8. Treatment – Electrocautery
Also known as thermal cautery, electrocautery is a treatment that uses direct current administered through a metal wire that generates heat. The resulting heat is used to destroy or modify damaged or cancerous tissue on the skin. The advantages of electrocautery are many; it’s applicable for a number of conditions and can achieve various levels of tissue repair. Another benefit of this treatments is that it is safe, despite relying on electricity. The current doesn’t pass through the patient, ensuring that individuals with pacemakers or other metallic or surgical implants aren’t harmed.

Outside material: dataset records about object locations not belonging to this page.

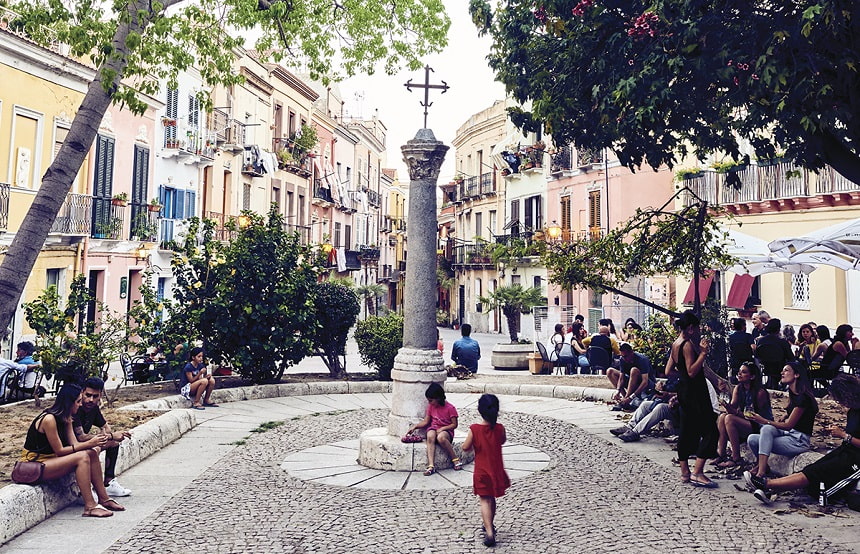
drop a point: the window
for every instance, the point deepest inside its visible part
(171, 111)
(800, 291)
(594, 212)
(246, 196)
(193, 113)
(533, 219)
(53, 277)
(565, 214)
(515, 218)
(139, 185)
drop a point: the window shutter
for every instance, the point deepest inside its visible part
(180, 205)
(190, 203)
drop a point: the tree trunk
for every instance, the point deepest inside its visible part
(58, 179)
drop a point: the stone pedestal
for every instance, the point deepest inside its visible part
(418, 363)
(380, 450)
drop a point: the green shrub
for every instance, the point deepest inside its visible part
(379, 338)
(337, 309)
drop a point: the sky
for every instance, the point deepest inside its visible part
(462, 65)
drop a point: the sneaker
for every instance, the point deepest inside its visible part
(761, 495)
(630, 436)
(754, 482)
(115, 489)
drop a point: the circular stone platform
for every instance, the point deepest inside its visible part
(337, 464)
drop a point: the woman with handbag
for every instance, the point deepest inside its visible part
(51, 444)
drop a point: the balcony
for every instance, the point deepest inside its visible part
(368, 253)
(75, 216)
(471, 255)
(144, 223)
(303, 232)
(5, 189)
(322, 194)
(561, 161)
(252, 162)
(374, 198)
(107, 219)
(771, 187)
(587, 158)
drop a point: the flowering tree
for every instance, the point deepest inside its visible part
(654, 80)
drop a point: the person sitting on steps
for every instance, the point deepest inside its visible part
(51, 441)
(441, 420)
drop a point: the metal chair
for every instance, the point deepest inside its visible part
(544, 356)
(599, 358)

9. Treatment – Photodynamic Therapy
A considerable amount of Bowen’s disease patients opt for photodynamic therapy to treat their condition. This treatment uses a mix or internally administered drugs and a particular type of light to create oxygen, thus killing affected cells. The first stage of treatment involves injecting a photosensitizing agent into the bloodstream, which is quickly absorbed by the body. However, the chemical only attaches itself to cancerous cells, leaving healthy tissue unharmed. Then, a unique light is activated, and when absorbed into the cancerous cells, creates oxygen which harms the area around the infection site.
10. Treatment – Radiotherapy
Radiotherapy is – besides chemotherapy and surgery – the most commonplace treatment for many types of cancers. Radiotherapy works by creating small breaks inside cancer cells, thus ensuring that they are not able to grow and divide. Unfortunately, despite radiation being effective, it also comes with a number of side effects, many of which can be highly unpleasant. For starters, it can lead to hair loss, which can take years to grow back. Moreover, it may also target healthy cells, leading to long-lasting skin and organ damage. However, specialized medication can help to treat the most serious side-effects.